L'écoute nécessaire de cette pièce d'orfèvre pop permet de comprendre l'évolution bouillonnante des Kinks, passant progressivement de vilains garçons bagarreurs interdits de séjour US à d'audacieux conteurs de cette drôle d'aventure qu'est l'Angleterre. On pensait Ray Davies résigné face à l'échec monumental du sublime Village Green Preservation Society, qui avait pour lui de surprenantes et ultra dynamiques mélodies, mais ce dernier persiste dans la chronique avec un C majuscule, de la mère patrie au bush australien.
Les textes sont brillants, les mélodies délicieuses, sorte d'élégie du cool à l'anglaise. Brillants musiciens aussi, capables de convoquer les sax, les envolées électriques qui tabassent dignes des Who (Brainwashed), le rock progressif (Australia) avec l'un des rares soli jamais signés par les Kinks, la ballade médiévale (Shangri-La) qu'on te fredonne au creux de l'oreille et qui se transforme en bouquet final explosif sans que l'on s'y attende et surtout, surtout, Some Mother's Son, bouleversante rêverie anti-guerre et probablement l'un des cinq plus grands morceaux des Kinks.
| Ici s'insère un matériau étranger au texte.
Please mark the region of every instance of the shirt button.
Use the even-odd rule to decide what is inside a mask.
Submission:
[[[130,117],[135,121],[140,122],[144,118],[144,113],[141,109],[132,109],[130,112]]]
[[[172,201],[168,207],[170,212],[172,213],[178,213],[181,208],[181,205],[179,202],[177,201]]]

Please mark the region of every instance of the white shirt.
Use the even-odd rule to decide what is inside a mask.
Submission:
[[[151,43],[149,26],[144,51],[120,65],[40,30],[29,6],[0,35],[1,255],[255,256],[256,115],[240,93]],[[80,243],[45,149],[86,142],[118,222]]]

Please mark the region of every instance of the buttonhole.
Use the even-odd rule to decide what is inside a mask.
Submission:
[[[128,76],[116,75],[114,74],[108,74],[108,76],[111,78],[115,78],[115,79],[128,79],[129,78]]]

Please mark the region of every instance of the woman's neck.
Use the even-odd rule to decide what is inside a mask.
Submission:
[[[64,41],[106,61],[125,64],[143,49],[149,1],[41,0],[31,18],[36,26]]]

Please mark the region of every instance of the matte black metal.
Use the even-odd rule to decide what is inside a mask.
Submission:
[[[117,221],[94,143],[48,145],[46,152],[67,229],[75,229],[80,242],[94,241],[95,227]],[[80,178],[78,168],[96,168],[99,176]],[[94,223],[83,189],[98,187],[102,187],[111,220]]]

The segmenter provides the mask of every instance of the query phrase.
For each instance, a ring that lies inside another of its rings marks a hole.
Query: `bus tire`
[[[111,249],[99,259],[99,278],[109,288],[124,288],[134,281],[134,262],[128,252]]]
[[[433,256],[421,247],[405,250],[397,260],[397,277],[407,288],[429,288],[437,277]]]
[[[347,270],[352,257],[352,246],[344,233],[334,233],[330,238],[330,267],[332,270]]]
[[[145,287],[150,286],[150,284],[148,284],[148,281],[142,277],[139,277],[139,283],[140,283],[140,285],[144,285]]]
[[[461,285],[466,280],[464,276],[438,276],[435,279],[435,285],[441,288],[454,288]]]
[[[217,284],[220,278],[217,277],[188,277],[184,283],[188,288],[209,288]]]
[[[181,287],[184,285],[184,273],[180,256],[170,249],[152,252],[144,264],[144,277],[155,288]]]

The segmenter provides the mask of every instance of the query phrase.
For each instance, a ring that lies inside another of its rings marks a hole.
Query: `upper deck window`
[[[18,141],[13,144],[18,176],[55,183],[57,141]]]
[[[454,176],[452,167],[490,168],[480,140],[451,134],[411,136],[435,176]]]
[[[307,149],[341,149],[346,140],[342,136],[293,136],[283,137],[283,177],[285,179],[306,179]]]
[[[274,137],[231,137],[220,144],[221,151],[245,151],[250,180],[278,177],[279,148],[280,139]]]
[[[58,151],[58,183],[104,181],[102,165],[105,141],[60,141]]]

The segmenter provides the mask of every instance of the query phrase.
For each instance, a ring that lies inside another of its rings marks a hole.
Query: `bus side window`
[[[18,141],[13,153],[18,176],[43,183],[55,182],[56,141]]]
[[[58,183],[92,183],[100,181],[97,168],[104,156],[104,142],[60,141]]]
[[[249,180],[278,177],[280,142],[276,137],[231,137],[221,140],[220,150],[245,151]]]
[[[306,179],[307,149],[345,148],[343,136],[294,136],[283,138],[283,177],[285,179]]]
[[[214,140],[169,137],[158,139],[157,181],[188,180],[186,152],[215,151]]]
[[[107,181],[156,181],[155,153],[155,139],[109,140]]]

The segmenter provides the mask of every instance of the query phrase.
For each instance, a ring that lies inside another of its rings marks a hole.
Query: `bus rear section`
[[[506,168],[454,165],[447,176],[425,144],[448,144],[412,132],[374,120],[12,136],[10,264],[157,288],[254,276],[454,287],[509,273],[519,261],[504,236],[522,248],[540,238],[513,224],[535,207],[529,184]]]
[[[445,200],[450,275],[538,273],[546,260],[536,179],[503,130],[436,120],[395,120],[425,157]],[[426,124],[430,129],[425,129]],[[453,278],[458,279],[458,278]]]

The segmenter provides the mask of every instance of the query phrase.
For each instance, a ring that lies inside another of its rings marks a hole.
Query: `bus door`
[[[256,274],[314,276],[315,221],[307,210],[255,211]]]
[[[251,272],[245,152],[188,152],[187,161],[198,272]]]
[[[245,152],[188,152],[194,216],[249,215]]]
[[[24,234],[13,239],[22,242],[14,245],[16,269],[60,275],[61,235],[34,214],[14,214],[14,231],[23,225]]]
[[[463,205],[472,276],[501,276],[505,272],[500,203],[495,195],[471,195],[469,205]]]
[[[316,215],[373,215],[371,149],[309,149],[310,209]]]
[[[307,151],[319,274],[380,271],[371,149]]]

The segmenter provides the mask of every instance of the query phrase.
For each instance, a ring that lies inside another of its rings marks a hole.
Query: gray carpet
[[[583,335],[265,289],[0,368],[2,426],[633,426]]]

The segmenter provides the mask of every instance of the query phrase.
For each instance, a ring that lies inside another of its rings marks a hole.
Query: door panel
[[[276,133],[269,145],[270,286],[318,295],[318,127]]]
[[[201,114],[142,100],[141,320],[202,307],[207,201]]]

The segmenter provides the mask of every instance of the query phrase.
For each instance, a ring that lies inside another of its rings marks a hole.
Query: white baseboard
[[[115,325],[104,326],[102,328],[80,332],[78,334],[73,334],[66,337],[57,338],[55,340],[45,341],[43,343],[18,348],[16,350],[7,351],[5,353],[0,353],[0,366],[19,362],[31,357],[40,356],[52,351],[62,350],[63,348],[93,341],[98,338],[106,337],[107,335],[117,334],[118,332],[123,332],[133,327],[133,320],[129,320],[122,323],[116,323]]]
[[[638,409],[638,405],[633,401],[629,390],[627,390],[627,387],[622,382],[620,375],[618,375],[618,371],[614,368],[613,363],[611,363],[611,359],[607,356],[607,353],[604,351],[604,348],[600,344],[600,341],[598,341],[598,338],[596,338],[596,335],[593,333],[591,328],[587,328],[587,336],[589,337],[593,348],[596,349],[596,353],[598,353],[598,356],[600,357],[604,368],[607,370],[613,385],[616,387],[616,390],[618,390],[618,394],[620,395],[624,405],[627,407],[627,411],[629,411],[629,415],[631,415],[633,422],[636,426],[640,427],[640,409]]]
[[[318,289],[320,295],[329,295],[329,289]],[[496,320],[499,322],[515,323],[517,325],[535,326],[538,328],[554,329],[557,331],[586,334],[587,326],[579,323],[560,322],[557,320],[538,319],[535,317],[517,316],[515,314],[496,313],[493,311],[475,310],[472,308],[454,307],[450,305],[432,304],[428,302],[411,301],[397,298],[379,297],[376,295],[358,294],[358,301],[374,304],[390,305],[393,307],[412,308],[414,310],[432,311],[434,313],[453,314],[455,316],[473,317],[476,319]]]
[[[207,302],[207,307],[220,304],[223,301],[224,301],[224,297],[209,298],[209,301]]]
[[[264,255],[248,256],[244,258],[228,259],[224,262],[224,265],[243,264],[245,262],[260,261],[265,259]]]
L'album sera de ce même tenant, truffé d'inattendus. Le groupe démontre ici combien leur versatilité les hissent au rang de types capables de tout jouer malgré cette dure et incompréhensible réalité les obligeant à être éternellement derrière les Beatles, les Stones, les Who et, outre-Atlantique, The Band. Les ventes ne seront pas brillantes même si Arthur, avec Village Green Preservation Society et Lola représente l'oeuvre centrale parfaite d'un trio d'opus considérés comme leurs meilleurs. Les Stones ont connu pareil cycle avec Beggars Banquet, Sticky Fingers et Exile.